Here, the plaintiff's process server testified that he served the defendant at the health information management department at the address of LIJMC in New Hyde Park (see CPLR 311[a][1]). The process server further testified that he delivered the summons and complaint to an individual identified by first name only, who claimed that she was authorized to accept service for the defendant, and he provided a physical description of that individual in his affidavit of service, as well as at the hearing. The defendant offered evidence that no employee of LIJMC's health information management department was authorized to accept service on behalf of the defendant, neither the director nor the associate director of health information management knew the person named or described by the process server as the recipient of process, there was no indication in the business records of LIJMC or of the defendant that a summons and complaint in this matter had been received, and the defendant was located at a separate address in Great Neck, which is also the address designated for service of process. Under these circumstances, since the summons was not delivered to the defendant's place of business or to one of its employees, service pursuant to CPLR 311(a)(1) was invalid (see McDonald v Ames Supply Co., 22 NY2d 111, 116; Dewey v Hillcrest Gen. Hosp., 201 AD2d 609, 610; Hailey v Hyster Co., 190 AD2d 711; Glasser v Kaswol Constr. Corp., 176 AD2d 858, 859; Reed v Trailways Bus Sys., 146 AD2d 763, 764; cf. Fashion Page v Zurich Ins.

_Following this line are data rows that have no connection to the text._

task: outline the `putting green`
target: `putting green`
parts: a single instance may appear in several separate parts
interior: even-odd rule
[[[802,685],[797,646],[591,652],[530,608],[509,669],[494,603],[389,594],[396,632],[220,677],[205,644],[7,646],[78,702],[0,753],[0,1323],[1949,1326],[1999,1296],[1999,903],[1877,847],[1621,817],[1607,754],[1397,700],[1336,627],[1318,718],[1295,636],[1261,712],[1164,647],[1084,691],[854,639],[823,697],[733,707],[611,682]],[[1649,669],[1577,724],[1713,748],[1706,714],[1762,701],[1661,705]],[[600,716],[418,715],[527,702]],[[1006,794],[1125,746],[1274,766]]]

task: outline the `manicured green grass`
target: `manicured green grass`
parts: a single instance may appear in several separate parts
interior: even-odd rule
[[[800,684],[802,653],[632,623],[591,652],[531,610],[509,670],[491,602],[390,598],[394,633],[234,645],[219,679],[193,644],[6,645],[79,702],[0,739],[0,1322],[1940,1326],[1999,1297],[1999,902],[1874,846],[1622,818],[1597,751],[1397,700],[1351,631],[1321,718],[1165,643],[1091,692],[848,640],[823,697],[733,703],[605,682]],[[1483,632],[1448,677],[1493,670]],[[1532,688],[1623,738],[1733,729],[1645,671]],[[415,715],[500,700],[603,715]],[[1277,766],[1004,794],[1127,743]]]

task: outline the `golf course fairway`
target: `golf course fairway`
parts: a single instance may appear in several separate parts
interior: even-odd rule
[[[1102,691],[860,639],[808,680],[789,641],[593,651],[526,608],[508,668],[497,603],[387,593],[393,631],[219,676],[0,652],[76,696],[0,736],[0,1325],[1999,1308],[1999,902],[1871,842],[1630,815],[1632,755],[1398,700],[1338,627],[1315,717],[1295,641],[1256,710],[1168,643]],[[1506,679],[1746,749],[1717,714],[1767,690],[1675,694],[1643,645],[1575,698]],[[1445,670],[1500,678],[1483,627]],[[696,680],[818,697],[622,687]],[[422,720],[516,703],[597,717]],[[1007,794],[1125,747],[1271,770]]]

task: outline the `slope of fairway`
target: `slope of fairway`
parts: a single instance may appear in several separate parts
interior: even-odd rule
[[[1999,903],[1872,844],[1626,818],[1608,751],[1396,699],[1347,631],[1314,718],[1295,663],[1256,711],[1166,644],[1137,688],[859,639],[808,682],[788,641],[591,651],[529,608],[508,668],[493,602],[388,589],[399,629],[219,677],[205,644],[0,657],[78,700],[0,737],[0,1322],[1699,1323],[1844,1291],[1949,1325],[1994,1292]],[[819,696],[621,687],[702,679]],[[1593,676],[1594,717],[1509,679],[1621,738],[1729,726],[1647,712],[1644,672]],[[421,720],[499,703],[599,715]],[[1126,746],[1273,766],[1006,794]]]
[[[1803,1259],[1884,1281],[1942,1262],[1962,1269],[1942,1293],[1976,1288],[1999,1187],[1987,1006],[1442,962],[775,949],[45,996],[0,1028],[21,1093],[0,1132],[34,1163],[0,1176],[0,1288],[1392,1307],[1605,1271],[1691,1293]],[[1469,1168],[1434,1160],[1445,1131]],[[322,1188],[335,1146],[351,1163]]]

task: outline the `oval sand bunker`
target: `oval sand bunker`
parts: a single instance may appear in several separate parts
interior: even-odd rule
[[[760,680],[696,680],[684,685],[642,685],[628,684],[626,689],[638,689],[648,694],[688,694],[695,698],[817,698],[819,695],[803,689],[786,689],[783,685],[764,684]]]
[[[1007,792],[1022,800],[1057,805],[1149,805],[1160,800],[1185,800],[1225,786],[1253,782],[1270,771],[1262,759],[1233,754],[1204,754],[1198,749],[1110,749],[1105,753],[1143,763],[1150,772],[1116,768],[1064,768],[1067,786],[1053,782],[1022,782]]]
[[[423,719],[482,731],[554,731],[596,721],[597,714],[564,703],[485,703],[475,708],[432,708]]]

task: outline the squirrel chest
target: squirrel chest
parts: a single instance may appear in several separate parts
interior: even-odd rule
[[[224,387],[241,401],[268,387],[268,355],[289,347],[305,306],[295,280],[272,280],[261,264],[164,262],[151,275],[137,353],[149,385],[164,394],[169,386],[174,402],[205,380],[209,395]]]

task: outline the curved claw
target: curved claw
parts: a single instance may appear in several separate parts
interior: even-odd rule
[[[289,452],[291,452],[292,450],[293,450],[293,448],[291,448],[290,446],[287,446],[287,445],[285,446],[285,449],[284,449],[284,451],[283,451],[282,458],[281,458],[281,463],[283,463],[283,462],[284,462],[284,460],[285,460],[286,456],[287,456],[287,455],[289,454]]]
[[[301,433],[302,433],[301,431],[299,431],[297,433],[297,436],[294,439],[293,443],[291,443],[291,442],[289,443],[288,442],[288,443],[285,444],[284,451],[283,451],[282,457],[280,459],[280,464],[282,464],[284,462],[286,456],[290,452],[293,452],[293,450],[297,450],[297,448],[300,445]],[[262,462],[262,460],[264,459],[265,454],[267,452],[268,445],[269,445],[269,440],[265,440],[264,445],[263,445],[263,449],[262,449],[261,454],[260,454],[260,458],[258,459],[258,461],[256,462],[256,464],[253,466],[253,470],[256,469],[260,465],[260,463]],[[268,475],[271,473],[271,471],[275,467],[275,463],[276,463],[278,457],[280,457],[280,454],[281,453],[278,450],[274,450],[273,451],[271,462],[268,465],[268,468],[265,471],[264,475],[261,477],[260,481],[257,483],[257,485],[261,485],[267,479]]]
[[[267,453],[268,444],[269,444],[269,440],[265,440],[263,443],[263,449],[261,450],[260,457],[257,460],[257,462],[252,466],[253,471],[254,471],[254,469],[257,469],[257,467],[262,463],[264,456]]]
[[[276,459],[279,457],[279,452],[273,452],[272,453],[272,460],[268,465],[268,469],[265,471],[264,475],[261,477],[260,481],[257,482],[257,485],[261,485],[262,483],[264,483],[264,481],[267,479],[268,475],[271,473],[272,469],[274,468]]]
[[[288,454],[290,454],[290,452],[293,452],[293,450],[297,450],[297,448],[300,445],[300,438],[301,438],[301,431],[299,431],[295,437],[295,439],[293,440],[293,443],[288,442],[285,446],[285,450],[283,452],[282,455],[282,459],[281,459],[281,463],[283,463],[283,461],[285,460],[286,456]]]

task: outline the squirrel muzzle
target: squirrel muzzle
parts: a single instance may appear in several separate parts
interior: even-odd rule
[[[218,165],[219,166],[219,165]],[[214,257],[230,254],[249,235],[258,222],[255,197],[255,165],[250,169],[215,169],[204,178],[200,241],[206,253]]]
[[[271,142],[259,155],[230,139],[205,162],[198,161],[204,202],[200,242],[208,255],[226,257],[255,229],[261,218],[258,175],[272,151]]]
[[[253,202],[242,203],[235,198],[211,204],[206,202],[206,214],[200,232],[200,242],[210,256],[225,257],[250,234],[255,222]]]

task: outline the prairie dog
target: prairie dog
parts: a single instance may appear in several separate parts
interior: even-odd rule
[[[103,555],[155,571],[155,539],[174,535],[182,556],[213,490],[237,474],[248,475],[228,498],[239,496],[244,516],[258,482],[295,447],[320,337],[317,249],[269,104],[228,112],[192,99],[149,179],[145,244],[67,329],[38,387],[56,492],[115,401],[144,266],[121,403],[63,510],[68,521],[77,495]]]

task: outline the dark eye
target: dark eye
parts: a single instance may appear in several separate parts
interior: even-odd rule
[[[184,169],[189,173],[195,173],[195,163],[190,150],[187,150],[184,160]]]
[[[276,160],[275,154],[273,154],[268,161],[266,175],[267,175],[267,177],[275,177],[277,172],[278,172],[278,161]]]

Co., 50 NY2d 265). Accordingly, the Supreme Court's determination will not be disturbed.
Therefore, the plaintiff's motion for leave to enter a judgment on the issue of liability against the defendant was properly denied, and the defendant's cross motion to dismiss the complaint on the ground of lack of personal jurisdiction was properly granted, and judgment was properly entered dismissing the complaint.
DILLON, J.P., LEVENTHAL, CONNOLLY and BRATHWAITE NELSON, JJ., concur.